@Starsky, I think you misread intercst's article. He wasn't advocating for renting over buying - he mentions later that he did buy a house in Portland later. He was advocating - I think - for doing whichever made more sense at the time and in that place. Thus his reference to the article on the 5% rule, which I had not come across before and didn't examine closely (having a paid off home and not interested in moving, I don't have a dog in that fight currently) but seemed reasonable on the surface.
His second point about opportunistic travel is anti-inflationary in the sense that if you go when the deals are (which you can afford to when FIREd), you can pay less. Maybe you'd argue that's not anti-inflationary, but if travel is something one has as a percentage of their budget, and one can pay less over time by going when demand is lowest, that's a strategy for paying less over time, which lowers one's personal rate of inflation.
His last point about the ACA and healthcare is also indirect. I think his point was that he thought he would have $20K per year premiums, and if you inflate $20K at 5% a year, that's $1K of healthcare inflation. Obviously paying $1.43 a month or whatever his number was means he's not experiencing $1K of healthcare inflation a year, so it's again not a technique or a strategy but just an observation that healthcare inflation for him is not what people expected or feared.

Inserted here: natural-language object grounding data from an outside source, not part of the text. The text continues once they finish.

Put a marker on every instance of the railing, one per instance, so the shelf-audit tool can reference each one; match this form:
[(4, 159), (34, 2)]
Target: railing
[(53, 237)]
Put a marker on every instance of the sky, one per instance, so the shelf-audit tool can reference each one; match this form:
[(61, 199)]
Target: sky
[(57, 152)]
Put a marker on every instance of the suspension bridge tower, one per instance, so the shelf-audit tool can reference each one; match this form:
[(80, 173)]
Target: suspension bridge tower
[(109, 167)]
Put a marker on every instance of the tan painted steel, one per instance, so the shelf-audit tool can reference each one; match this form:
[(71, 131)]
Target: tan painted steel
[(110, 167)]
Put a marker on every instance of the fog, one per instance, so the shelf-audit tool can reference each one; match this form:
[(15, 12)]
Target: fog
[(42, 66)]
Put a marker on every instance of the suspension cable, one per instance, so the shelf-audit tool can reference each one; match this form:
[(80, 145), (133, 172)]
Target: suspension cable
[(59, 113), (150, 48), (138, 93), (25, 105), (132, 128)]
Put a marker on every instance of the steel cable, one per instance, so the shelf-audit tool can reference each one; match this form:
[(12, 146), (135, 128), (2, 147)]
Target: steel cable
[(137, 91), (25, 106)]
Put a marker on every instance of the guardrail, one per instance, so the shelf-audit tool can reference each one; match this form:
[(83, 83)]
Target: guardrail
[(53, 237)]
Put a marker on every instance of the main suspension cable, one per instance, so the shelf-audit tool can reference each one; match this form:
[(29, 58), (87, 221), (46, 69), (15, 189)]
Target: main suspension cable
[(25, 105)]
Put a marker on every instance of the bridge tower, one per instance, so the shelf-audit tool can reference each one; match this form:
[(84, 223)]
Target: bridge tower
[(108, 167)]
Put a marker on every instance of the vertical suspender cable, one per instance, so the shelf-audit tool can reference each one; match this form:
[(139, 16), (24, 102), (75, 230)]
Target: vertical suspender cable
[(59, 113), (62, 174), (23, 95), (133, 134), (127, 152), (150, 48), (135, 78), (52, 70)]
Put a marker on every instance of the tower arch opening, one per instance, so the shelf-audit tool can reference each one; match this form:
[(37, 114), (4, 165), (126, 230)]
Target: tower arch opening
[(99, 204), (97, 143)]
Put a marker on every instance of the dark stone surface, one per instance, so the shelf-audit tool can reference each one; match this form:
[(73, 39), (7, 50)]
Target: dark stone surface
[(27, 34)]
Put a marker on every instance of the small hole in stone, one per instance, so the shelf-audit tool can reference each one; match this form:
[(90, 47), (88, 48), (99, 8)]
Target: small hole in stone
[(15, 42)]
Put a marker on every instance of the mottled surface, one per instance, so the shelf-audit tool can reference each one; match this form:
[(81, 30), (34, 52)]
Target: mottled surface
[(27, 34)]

@RB, I think you're right that he wasn't explicit about the connection with battling inflation on any of his three points. His first method of renting for a long time, I think his point was that it is possible that housing can be more of a fixed cost than an inflationary cost - no particular technique or strategy, just an observation that housing isn't always that inflationary, particularly if one is adept and makes good choices between renting and buying.